Artículo 31 de la LEY Agraria
Explicado en lenguaje simple
En palabras simples
En cada reunión de los dueños de tierras ejidales, se debe hacer un acta (un documento donde se anota todo lo que se acordó). Esa acta tiene que ser firmada por los miembros del comisariado ejidal y del consejo de vigilancia que estén presentes, y también por los ejidatarios que quieran firmar. Si alguien no sabe o no puede firmar, en lugar de su firma pondrá su huella digital debajo de su nombre escrito. Si algún ejidatario no está de acuerdo con lo que dice el acta, puede firmar bajo protesta, es decir, dejar claro que no está de acuerdo con lo que se escribió. Cuando la asamblea trate temas importantes como los que mencionan las fracciones VII a XIV del artículo 23 de esta ley, el acta debe ser revisada y certificada por un notario o fedatario público, además firmada por el representante de la Procuraduría Agraria que esté presente y registrada en el Registro Agrario Nacional.
Texto oficial
Artículo 31.- De toda asamblea se levantará el acta correspondiente, que será firmada por los miembros del comisariado ejidal y del consejo de vigilancia que asistan, así como por los ejidatarios presentes que deseen hacerlo.

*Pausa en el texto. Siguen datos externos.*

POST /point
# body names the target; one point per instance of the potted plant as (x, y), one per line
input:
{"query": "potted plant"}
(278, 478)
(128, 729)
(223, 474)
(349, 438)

En caso de que quien deba firmar no pueda hacerlo, imprimirá su huella digital debajo de donde esté escrito su nombre. Cuando exista inconformidad sobre cualesquiera de los acuerdos asentados en el acta, cualquier ejidatario podrá firmar bajo protesta haciendo constar tal hecho. Cuando se trate de la asamblea que discuta los asuntos establecidos en las fracciones VII a XIV del artículo 23 de esta ley, el acta deberá ser pasada ante la fe del fedatario público y firmada por el representante de la Procuraduría Agraria que asistan a la misma e inscrita en el Registro Agrario Nacional.
Esta explicación es informativa y no constituye asesoría legal. Consulta siempre el texto oficial y, si lo necesitas, a un profesional.